0

I read somewhere that when programming on a 32 bit x86 processor in assembly, that it is more efficient to write and read memory in multiples of 4 bytes despite the fact that you can in fact work in units as low as 1 byte. Is this true and why is it true? What is the underlying design that causes it to work like that?

Jason Mills
  • 585
  • 2
  • 6
  • 20
  • 1
    If you need to access all 4 bytes, *and if the address is 4-byte-aligned*, then it's probably ~4x faster, since all data paths on recent 32-bit CPUs are at least 32 bits wide. The alignment constraint is there because the underlying memory and cache hardware access memory in larger chunks than 1 byte at a time, so if you ask for a non-aligned DWORD, the hardware has to read 2 adjacent DWORDs and assemble the one you asked for with shifts. (Though I've also heard that the penalty for unaligned memory access is lower on the latest CPUs.) – j_random_hacker Jun 16 '14 at 03:47
  • That's probably an oversimplification, but that's the general gist: if possible, align all memory accesses to the largest feasible power of 2 and use the largest element size available. Different CPUs and motherboards probably vary widely in exactly how they handle non-aligned reads and writes; e.g. it might well be that high-end MBs can detect sequences of non-aligned accesses to RAM and intelligently turn them into a pair of non-aligned accesses at each end and a sequence of aligned accesses in-between. – j_random_hacker Jun 16 '14 at 03:51
  • Slightly off topic question, if I wanted to access a single byte, would the data bus return 4 bytes and ignore the unwanted three, or can it actually access a single byte by itself. – Jason Mills Jun 16 '14 at 03:56
  • I don't know the answer to that sorry, but I would guess that accessing a single byte only reads that byte if it's already in cache.
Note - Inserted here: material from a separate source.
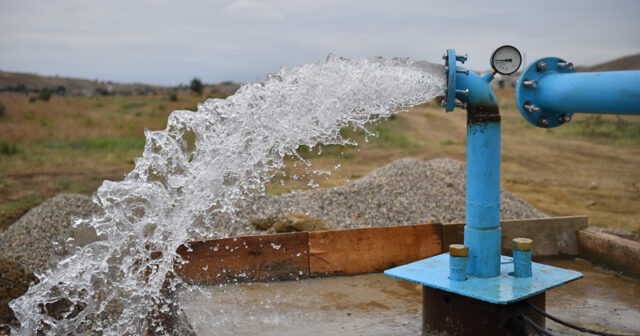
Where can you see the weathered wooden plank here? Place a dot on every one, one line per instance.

If it's not in cache, then it will almost certainly read the entire cache line (usually 32 or 64 bytes) into cache from RAM. – j_random_hacker Jun 16 '14 at 03:59
  • What do you mean by efficient? Time per byte or time per read (however many bytes it may be)? – harold Jun 16 '14 at 06:49
  • @j_random_hacker and Jason: loading/storing a single byte doesn't access or disturb neighbouring bytes. (See https://stackoverflow.com/questions/46721075/can-modern-x86-hardware-not-store-a-single-byte-to-memory). e.g. a byte store to `[rdi]` and a byte load from `[rdi+1]` doesn't create a false dependency or failed store-forwarding, even if they're inside the same aligned 4 or 8-byte chunk. But yes, for cacheable memory, a byte load still loads the whole cache line (or requests it from another cache, if it was modified by another CPU core). – Peter Cordes Nov 23 '17 at 07:53

1 Answers1

0

The only real performance penalty is reading multi-byte values from non-aligned locations. Everything else is gravy especially given a likely cache hit on 2nd and subsequent aligned bytes.